Explanation: **Explanation:** **Honeycomb lung** represents the end-stage of various chronic inflammatory and fibrotic lung processes. Radiologically, it appears as multiple small, thick-walled cystic airspaces (typically 3–10 mm) resembling a beehive, usually located in the subpleural and basal regions. **1. Why Option B is Correct:** The correct answer includes conditions that lead to chronic interstitial fibrosis: * **Interstitial Lung Disease (ILD):** Specifically Idiopathic Pulmonary Fibrosis (IPF/UIP pattern), where honeycombing is a hallmark diagnostic feature. * **Rheumatoid Arthritis (RA) & Scleroderma (Systemic Sclerosis):** These connective tissue diseases frequently cause secondary ILD (often NSIP or UIP patterns), leading to architectural distortion and honeycombing. * **Tuberculosis (TB):** While TB is primarily infectious, chronic or healed TB (especially post-tuberculous fibrosis) can result in localized traction bronchiectasis and honeycombing in the affected lobes. **2. Why Other Options are Incorrect:** Options A, C, and D include **Carcinoma**. While bronchogenic carcinoma can occur *within* a fibrotic lung (scar carcinoma), the malignancy itself does not "characteristically" present as honeycombing.

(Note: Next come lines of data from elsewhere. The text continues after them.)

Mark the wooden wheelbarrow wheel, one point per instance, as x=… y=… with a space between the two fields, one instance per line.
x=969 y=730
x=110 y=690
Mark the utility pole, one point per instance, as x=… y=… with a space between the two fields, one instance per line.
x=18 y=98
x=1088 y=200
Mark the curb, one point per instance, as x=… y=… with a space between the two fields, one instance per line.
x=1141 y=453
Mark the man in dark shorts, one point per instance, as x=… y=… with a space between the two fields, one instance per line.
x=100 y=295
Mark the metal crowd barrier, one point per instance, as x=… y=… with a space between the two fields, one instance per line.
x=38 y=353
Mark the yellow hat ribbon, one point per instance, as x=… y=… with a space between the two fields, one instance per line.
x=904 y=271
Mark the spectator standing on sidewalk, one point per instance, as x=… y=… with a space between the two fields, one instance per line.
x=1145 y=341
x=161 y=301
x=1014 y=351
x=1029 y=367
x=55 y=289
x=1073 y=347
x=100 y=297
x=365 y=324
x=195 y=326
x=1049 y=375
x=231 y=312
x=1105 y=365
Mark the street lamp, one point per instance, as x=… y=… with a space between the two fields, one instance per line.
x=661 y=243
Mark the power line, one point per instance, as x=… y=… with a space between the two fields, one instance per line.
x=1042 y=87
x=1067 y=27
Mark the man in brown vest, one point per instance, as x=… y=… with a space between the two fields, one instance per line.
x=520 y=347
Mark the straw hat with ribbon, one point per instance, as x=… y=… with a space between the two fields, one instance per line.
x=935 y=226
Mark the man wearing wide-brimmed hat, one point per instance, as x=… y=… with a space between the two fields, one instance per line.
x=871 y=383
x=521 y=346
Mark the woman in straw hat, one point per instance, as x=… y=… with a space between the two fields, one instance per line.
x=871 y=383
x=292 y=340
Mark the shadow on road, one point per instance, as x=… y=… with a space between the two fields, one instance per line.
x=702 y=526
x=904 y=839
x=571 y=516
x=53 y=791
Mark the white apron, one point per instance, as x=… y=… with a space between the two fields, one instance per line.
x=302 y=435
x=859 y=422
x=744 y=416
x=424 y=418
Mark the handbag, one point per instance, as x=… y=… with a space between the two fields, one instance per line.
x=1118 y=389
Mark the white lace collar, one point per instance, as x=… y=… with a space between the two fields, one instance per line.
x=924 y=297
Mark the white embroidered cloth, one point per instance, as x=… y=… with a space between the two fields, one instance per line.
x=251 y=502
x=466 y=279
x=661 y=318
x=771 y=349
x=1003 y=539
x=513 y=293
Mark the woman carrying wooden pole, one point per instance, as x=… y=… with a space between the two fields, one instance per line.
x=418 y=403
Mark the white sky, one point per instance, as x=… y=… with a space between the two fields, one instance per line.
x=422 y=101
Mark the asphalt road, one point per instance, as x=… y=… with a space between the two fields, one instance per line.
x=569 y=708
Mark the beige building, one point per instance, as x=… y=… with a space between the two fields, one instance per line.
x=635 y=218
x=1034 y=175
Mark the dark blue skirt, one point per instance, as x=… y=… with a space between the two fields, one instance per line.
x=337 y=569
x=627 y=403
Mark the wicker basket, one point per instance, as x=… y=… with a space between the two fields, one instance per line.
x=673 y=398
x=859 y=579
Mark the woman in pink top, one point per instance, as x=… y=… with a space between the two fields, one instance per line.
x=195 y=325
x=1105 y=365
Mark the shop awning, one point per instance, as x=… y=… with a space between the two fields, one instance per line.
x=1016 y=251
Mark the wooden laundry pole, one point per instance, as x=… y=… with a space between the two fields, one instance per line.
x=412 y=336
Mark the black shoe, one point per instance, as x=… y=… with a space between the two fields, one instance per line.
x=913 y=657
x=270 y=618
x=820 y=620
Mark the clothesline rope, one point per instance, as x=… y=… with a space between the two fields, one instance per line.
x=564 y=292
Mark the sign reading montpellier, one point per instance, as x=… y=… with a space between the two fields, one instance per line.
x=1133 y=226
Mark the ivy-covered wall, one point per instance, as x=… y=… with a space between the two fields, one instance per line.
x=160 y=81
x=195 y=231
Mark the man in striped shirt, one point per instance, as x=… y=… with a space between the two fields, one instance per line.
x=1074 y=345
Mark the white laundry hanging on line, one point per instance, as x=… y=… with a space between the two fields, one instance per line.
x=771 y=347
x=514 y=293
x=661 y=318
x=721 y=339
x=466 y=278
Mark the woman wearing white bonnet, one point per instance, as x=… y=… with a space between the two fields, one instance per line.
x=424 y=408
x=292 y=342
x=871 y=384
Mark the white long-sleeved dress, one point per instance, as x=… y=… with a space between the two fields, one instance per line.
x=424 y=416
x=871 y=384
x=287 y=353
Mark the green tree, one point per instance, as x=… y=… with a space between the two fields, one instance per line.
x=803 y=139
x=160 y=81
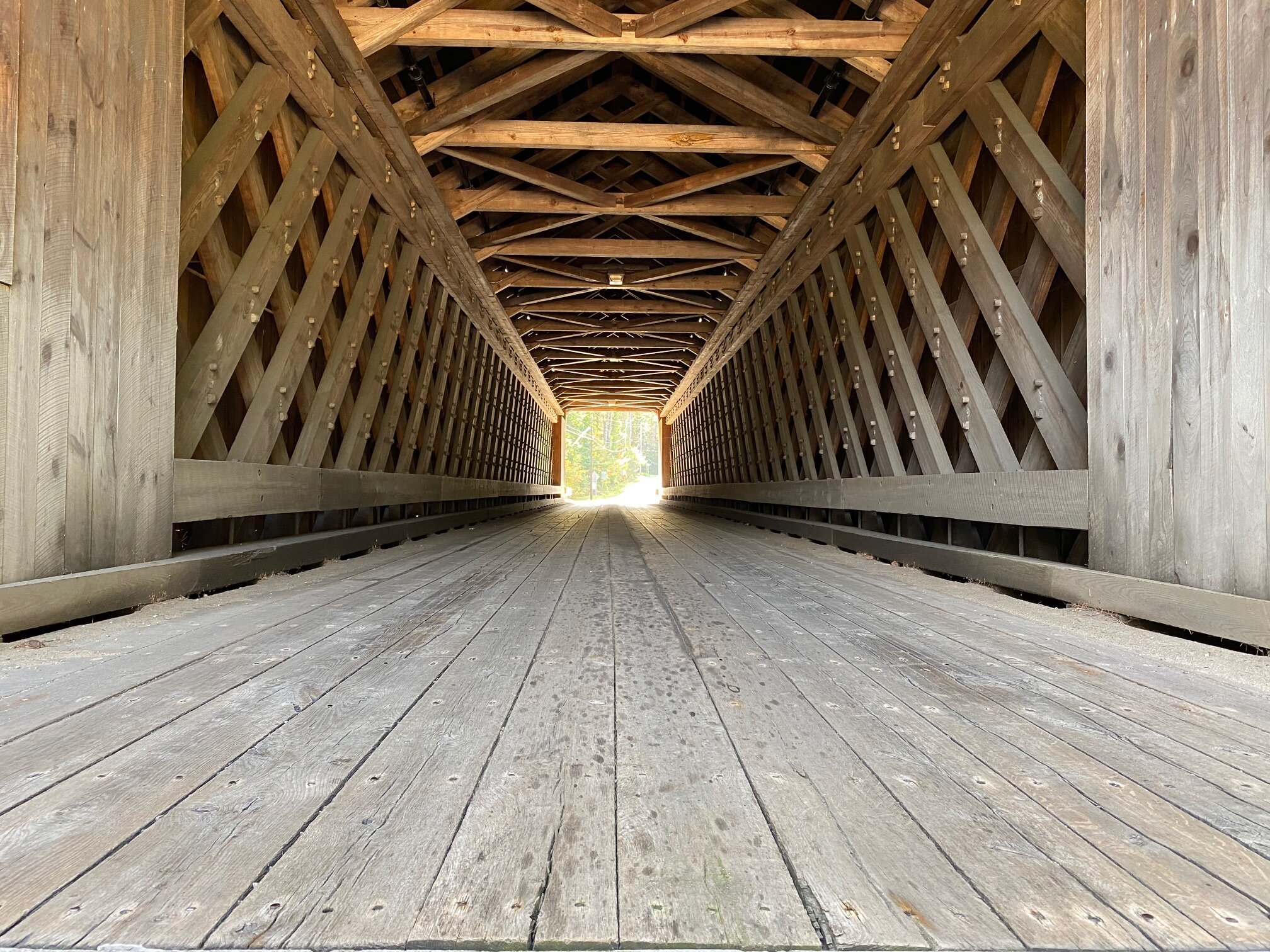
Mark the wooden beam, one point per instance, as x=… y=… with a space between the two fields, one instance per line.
x=583 y=14
x=975 y=59
x=701 y=182
x=593 y=198
x=631 y=137
x=385 y=161
x=694 y=74
x=692 y=282
x=376 y=32
x=619 y=248
x=604 y=341
x=508 y=86
x=663 y=352
x=214 y=171
x=611 y=306
x=522 y=30
x=530 y=202
x=209 y=366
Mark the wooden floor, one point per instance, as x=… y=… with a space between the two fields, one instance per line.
x=593 y=727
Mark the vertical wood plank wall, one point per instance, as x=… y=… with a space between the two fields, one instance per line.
x=1179 y=305
x=88 y=312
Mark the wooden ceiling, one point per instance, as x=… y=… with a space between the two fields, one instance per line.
x=620 y=168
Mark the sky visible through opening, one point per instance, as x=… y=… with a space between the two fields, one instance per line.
x=611 y=456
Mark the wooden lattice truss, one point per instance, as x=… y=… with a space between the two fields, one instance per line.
x=932 y=320
x=625 y=203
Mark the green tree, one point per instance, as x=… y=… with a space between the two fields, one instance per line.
x=609 y=450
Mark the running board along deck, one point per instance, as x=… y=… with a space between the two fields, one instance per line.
x=64 y=598
x=1235 y=617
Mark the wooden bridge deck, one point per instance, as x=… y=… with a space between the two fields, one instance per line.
x=595 y=727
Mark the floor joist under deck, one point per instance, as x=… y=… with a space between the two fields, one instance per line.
x=593 y=727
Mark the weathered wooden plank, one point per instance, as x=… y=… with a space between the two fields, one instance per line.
x=379 y=876
x=1048 y=498
x=534 y=854
x=226 y=729
x=11 y=55
x=216 y=490
x=685 y=878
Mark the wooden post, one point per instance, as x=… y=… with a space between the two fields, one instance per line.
x=88 y=318
x=1179 y=309
x=666 y=461
x=558 y=452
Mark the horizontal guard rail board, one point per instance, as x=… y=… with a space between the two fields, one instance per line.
x=1056 y=498
x=1235 y=617
x=212 y=489
x=64 y=598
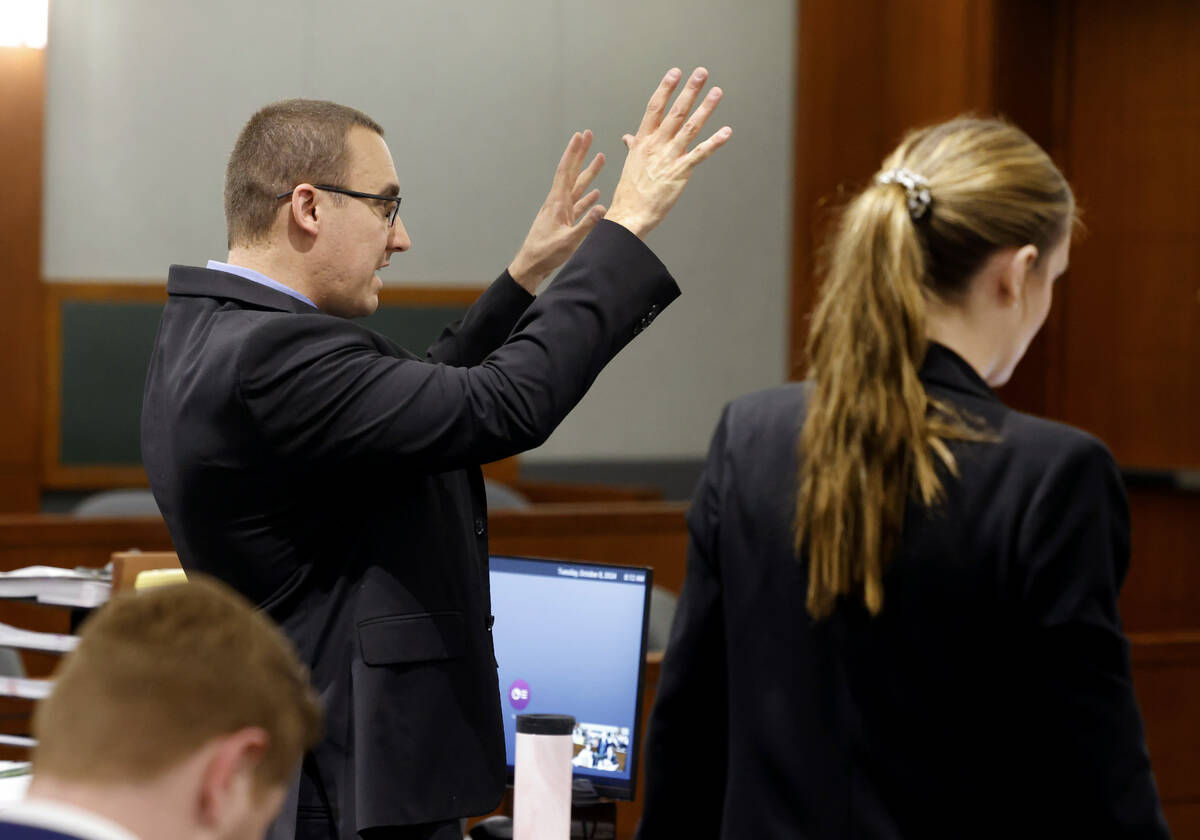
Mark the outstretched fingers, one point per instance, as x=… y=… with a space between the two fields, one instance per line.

Instead, it presents as a solid mass, nodule, or post-obstructive collapse. **3. High-Yield Clinical Pearls for NEET-PG:** * **HRCT Gold Standard:** While visible on X-ray, HRCT is the definitive modality to identify honeycombing. * **UIP Pattern:** Honeycombing is the "sine qua non" for the diagnosis of a **Usual Interstitial Pneumonia (UIP)** pattern. * **Differential Diagnosis (Mnemonic: SHIT FAT):** **S**arcoidosis (Stage IV), **H**istiocytosis X, **I**DP/IPF, **T**B, **F**armer’s Lung (Hypersensitivity Pneumonitis), **A**nkylosing Spondylitis, **T**errible connective tissue diseases (RA/Scleroderma). * **Location:** Subpleural and basal honeycombing suggests IPF/UIP; upper lobe honeycombing suggests Sarcoidosis or Chronic Hypersensitivity Pneumonitis.